In contrast, if a prototype is designed at 1920px wide, and you’re viewing it on a monitor that’s 1440px wide, the person viewing will need to scale the prototype down to fit their screen width. This will scale down the entire design proportionally, which means unlike real applications, the text size will be scaled down too. Meaning that the 14px text you designed on your 1920px wide canvas will now appear half the size, as opposed to remaining 14px as it would do in the real world.

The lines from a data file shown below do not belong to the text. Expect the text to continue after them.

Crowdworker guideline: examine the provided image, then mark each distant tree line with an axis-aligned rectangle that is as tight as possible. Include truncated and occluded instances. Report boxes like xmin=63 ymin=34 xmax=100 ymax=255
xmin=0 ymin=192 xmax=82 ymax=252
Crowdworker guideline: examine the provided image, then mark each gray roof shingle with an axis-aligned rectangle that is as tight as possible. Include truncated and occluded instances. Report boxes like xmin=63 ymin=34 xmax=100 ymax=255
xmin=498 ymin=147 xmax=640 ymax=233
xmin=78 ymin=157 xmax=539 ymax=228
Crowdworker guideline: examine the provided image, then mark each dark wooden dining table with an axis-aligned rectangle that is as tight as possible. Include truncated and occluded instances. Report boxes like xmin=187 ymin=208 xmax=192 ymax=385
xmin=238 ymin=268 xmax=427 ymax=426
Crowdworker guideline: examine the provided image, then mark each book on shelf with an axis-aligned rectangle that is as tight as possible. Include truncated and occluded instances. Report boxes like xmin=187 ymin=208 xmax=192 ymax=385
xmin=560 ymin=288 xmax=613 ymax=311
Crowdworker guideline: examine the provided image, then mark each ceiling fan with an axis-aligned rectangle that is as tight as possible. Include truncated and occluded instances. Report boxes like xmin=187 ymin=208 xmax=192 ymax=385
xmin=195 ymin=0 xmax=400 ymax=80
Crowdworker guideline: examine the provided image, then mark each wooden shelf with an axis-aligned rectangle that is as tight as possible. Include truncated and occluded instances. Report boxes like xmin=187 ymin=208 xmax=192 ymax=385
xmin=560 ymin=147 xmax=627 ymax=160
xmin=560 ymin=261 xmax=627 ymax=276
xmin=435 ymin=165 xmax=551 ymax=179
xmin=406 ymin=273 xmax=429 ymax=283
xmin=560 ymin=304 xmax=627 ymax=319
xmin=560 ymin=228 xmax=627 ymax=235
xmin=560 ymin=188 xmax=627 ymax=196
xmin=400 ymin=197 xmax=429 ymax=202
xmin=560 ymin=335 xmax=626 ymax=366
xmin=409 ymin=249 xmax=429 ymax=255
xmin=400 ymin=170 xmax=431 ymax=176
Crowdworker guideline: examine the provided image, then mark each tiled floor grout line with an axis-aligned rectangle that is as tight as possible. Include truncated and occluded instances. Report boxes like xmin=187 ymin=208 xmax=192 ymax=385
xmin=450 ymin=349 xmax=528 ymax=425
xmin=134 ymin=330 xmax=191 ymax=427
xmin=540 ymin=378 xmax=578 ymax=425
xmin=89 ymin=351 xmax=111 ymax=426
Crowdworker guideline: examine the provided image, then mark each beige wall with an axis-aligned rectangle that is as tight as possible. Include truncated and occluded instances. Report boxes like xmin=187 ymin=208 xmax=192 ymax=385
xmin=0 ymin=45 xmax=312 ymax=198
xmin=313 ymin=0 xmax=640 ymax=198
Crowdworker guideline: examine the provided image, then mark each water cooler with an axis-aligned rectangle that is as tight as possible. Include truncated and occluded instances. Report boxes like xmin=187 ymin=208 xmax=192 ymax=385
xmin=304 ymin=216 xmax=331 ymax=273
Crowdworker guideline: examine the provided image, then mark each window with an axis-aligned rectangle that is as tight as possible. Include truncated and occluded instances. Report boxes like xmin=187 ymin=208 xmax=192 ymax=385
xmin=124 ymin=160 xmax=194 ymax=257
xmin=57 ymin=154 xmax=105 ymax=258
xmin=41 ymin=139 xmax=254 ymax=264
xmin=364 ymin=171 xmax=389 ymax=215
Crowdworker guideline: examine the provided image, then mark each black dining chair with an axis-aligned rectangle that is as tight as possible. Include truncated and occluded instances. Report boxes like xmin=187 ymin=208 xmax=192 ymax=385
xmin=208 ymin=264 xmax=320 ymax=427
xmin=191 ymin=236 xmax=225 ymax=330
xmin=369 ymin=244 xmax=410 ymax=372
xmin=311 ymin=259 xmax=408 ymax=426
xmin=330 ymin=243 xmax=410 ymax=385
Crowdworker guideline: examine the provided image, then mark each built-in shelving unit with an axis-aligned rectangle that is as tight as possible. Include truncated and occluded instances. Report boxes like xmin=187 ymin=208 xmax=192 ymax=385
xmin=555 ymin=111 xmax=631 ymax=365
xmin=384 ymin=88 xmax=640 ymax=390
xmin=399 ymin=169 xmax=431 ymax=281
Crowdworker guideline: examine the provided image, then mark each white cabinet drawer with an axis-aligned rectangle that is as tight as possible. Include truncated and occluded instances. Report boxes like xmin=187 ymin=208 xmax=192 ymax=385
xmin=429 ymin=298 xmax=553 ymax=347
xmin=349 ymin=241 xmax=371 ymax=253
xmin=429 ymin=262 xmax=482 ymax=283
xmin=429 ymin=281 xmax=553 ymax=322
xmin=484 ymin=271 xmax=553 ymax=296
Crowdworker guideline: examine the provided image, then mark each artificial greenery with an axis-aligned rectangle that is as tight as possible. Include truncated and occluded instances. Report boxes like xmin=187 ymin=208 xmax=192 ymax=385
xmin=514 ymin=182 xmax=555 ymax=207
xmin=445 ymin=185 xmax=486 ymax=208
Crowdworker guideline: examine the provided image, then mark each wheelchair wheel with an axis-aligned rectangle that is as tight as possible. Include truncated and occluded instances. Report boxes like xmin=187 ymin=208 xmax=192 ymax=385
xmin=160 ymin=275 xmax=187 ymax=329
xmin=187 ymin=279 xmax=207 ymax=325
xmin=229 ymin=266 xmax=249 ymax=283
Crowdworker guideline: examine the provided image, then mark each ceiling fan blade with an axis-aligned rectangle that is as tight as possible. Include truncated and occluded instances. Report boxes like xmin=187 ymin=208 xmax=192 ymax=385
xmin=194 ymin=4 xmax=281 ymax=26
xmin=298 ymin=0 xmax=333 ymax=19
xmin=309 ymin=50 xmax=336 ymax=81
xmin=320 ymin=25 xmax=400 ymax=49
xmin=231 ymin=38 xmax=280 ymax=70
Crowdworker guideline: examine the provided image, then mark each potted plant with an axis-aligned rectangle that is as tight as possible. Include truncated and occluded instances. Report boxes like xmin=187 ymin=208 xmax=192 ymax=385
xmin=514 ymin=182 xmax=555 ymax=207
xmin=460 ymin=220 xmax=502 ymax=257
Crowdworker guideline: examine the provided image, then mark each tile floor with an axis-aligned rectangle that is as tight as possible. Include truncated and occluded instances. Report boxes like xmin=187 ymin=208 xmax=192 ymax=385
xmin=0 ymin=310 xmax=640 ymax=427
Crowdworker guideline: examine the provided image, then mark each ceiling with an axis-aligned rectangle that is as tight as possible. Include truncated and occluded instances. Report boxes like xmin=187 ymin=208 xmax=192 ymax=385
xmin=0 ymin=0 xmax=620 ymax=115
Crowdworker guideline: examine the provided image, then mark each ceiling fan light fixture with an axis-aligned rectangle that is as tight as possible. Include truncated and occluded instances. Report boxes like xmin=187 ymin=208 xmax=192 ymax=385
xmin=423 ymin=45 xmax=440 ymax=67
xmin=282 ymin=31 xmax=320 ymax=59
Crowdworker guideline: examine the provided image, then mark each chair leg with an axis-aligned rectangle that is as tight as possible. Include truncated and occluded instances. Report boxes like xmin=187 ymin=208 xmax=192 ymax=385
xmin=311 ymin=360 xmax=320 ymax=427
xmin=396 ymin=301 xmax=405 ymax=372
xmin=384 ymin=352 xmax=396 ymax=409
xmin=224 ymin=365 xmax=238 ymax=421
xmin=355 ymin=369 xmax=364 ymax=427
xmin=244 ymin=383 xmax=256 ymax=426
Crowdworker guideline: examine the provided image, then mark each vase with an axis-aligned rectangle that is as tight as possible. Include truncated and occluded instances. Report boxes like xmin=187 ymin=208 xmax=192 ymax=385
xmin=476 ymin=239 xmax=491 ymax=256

For example, I’m doing a redesign of all the font sizes on a website. I’ve designed it in 1920 x 1080, but the customer is viewing my prototype on a 1440 x 900 screen. I understand that they have the same ratio, so the prototype will shrink/grow to fit their window, but I assume the text sizes will also scale, meaning that what was 24px in my 1920 x 1080 mockup, is now 12px on their 1440 x 900 screen.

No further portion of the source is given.